So you’re now convinced you should improve your activation, and are willing to dedicate some time to it.

Not much time — luckily, improving activation often only takes a few minutes a week to set up and run a new A/B test — but enough time to make it a priority for your company.

What should you focus on?

The first step is to map out the ideal path a customer takes after signing up for your app. To do this, ask yourself:

In an ideal world, what steps would every new user take after signing up?

To figure this out, begin with measurement.

 

How to Map Out Your Ideal Customer Flow

At Airbrake, the first thing we did to improve our lagging activation was measure the key actions our most successful customers took.

Airbrake is an error tracking tool developers use to capture any issues that might occur in their software. So, in order for a customer to get maximum value out of the product, they had to use the product to actually capture and track their errors.

This wasn’t just a hypothesis: after looking at the data, we saw that users who captured an error with Airbrake were 300% more likely to stay a customer than those that didn’t. Capturing an error with Airbrake was our activation threshold. Knowing this, we re-built our activation flow to help get as many people possible to that moment where they captured their first error.

In the Airbrake case, our ideal customer flow looked like this:

  1. User signs up for Airbrake
  2. Indicates which programming language (Ruby, Python, PHP, etc.) they use
  3. Installs and deploys a few lines of code in their app
  4. Captures their first error
  5. Marks their error as resolved

Take a minute and map out the ideal flow in your app — it should be simple, and should only require a few minutes to outline.

Once you have this ideal flow sketched out,  and have started measuring the steps in your funnel at which people are falling out, then you want to start running A/B tests to increase the percentage of users that move from one step to the other. Focus on improving your steps with the greatest drop-off first, especially those that occur earlier in the funnel. Then you’ll see gains all the way down.

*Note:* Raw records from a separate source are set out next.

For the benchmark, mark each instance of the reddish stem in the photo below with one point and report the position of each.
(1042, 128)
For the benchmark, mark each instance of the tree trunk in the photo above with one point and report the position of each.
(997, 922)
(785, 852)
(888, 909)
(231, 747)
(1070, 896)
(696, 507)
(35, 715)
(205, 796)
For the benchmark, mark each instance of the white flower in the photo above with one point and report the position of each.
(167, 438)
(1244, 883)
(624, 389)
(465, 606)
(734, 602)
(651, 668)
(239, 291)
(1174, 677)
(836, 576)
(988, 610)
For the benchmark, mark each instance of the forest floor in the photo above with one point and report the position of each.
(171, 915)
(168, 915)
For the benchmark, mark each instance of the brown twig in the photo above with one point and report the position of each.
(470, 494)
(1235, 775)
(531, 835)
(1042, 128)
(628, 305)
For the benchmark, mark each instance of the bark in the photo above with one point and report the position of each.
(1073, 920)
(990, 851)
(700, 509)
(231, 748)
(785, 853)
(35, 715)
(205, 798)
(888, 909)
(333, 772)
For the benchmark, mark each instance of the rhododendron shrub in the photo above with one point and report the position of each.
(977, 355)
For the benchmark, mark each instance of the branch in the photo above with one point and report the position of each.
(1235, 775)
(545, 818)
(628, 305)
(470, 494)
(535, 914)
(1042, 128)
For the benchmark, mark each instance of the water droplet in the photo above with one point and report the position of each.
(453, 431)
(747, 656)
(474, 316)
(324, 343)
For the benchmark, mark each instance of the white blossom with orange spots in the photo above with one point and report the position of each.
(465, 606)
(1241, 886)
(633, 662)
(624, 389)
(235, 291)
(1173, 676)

Let’s go back to the Bingo Card Creator example from part 1 of this series.

 

Screen Shot 2014-06-11 at 9.02.29 PM.png

 

In Bingo Card Creator’s case, the ideal customer signs up, hits their dashboard, creates a list, customizes their list of bingo cards, schedules a print run and then downloads the cards.

Given these steps, you can see the largest drop-off in the activation funnel is from the “Create List” to the “Customize” step. This is the step you’d want to optimize.

 

How to Optimize Your Activation Threshold

In your early stages of optimization, you’ll want to collect qualitative data around why your users are failing to customize their lists. You can get this data in a few different ways:

  1. calling people who haven’t finished a key step (bribe them with gift cards if you have to, but you’ll be surprised at how far you can go by just being friendly and asking),
  2. setting up a survey tool like Qualaroo
  3. watching users go through your onboarding process, ie at Starbucks.

For example, let’s say you talk to 15 people who have created lists of bingo cards but haven’t customized those lists. And, after talking with them, you found that 9 of them couldn’t think of how to customize a list, and planned to finish it “later.” That’s a huge insight!

You’ve now figured out a major roadblock to activation.

You can now use this information on drop-offs to design an intelligent A/B test and see if it increases the number of people customizing their bingo card lists.

For example, you might try sending a triggered email to users who’ve created lists and haven’t customized that list for 24 hours. This email would then show users how to customize lists, and cover the reasons why someone would want to do this. You could also test making customization easier, suggesting different ways in-app that users could customize, or have a popup or product walkthrough that shows users why they should customize a list, and touches on how to do it.

In short, there are a lot of creative solutions to improve drop-off points.

Some other ideas for ways you can increase activation rate and smooth out those drop-offs:

1. Have amazing support. Support can be critical for users who might be confused after signing up. One useful trick is to tag users who’ve signed up in the last 30 days and make sure they receive priority support. Not only does it lead to a great customer experience, but if you can quickly resolve an issue before your users get frustrated there’s a good chance they stay active in your app and don’t just get frustrated and bounce.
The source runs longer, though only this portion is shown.